I believe its to access the internet.


----------



## Bill D (May 11, 2002)

> _Originally posted by Greg Haynes _
> *I believe its to access the internet. *


Damn it doesn't access the internet on mine :lol:


----------



## Jacob S (Apr 14, 2002)

or maybe for an interactive button as well. who knows when we will get internet access on the 721.


----------



## Crazy 1 (Oct 21, 2002)

It's an eject button :lol:


----------



## BobMurdoch (Apr 24, 2002)

It will dial out over the internet and order you a pizza. That's why it is the color of tomato sauce.

Jeez, I need a vacation.


----------



## Bill R (Dec 20, 2002)

> _Originally posted by BobMurdoch _
> *It will dial out over the internet and order you a pizza. That's why it is the color of tomato sauce.*


Bob,

I know that was a joke but my local cable company has something like that set up on their digital cable boxes. You go to a menu where you can order pizza and other food items from a local pizza chain by just clicking a button on the remote. Delivery takes 20-30 minutes.


----------



## djlong (Jul 8, 2002)

The red one? Don't EVER push the RED one!!

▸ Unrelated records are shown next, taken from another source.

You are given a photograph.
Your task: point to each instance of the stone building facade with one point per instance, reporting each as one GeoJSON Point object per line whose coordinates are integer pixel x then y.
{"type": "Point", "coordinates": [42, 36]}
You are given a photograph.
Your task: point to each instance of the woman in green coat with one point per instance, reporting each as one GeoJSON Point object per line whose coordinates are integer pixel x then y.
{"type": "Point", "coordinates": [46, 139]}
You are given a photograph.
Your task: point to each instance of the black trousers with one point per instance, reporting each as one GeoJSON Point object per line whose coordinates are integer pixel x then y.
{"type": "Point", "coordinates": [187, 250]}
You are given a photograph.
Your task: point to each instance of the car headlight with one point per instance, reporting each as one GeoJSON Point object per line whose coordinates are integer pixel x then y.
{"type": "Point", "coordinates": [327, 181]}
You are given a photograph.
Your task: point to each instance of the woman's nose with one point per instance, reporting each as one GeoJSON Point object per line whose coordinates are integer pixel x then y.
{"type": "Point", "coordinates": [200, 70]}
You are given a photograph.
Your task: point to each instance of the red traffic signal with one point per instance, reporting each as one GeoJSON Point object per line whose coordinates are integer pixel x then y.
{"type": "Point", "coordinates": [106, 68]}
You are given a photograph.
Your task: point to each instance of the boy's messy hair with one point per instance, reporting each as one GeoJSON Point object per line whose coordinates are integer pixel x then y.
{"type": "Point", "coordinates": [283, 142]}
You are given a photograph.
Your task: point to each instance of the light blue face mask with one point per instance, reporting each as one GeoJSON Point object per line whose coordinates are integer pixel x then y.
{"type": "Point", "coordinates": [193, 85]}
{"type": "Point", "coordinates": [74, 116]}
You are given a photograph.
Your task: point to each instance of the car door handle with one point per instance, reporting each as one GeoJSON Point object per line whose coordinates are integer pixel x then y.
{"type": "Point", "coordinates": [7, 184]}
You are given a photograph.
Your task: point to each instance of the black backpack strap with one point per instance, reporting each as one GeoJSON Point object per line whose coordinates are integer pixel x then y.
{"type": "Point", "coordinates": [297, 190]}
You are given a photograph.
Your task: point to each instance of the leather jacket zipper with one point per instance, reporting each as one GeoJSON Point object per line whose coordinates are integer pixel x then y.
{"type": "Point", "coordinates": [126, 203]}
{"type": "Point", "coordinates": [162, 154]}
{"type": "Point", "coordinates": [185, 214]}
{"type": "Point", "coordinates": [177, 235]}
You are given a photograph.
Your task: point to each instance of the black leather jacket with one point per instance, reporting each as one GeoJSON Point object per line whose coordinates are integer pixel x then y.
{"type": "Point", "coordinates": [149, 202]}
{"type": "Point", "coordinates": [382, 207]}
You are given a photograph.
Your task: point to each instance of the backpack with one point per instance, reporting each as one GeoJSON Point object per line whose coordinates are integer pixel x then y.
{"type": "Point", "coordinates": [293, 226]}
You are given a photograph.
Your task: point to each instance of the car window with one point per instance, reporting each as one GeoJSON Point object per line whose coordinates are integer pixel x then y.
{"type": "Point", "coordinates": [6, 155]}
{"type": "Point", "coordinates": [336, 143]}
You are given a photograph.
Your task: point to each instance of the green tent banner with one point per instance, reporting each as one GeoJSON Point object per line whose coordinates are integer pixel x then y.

....but if you do, for a nominal fee, we can seel you this *blue* button, to get you down 

[I just COULDN'T resist!]


----------



## Bill D (May 11, 2002)

From austin powers..
Uhh there's a button, I pushed all the buttons


----------



## sampatterson (Aug 27, 2002)

I thought it was to switch between directv and dish if the merger had gone through


----------



## Richard King (Mar 25, 2002)

Did you ever see the movie "The Fifth Element"? Be careful of that red button.


----------



## BobMurdoch (Apr 24, 2002)

BOOM!

Hee Hee. Great Movie. PLUS you get Milla Jovavich in a top made out of a few pieces of swiss cheese in one scene, and a few strips of cloth in another.


----------



## Guest (Feb 18, 2003)

I was thinking of the matrix. Push the red button and see how far the rabbit hole goes! Push the blue button and return to never never land...


----------



## Bill D (May 11, 2002)

I think they should download to the hardrive the clip from spaceballs, that says, the ship will self destruct in 10 seconds..
and then everytime we hit the button, instant comedy..


----------



## DarrellP (Apr 24, 2002)

Men In Black-Whatever you do, don't push the Red Button.


----------



## TomCat (Aug 31, 2002)

Whenever you push the red button every other 721 in the universe pixellates for just a second, while yours stops pixellating for just a second. It increases the bitstream to your 721 at the expense of everyone else's.


----------



## raj2001 (Nov 2, 2002)

The big red button turns it into a TiVo. (or was that the big BLACK button?)


----------



## Cyclone (Jul 1, 2002)

Can Stimpy resist pressing the Red Candy Like Button?


----------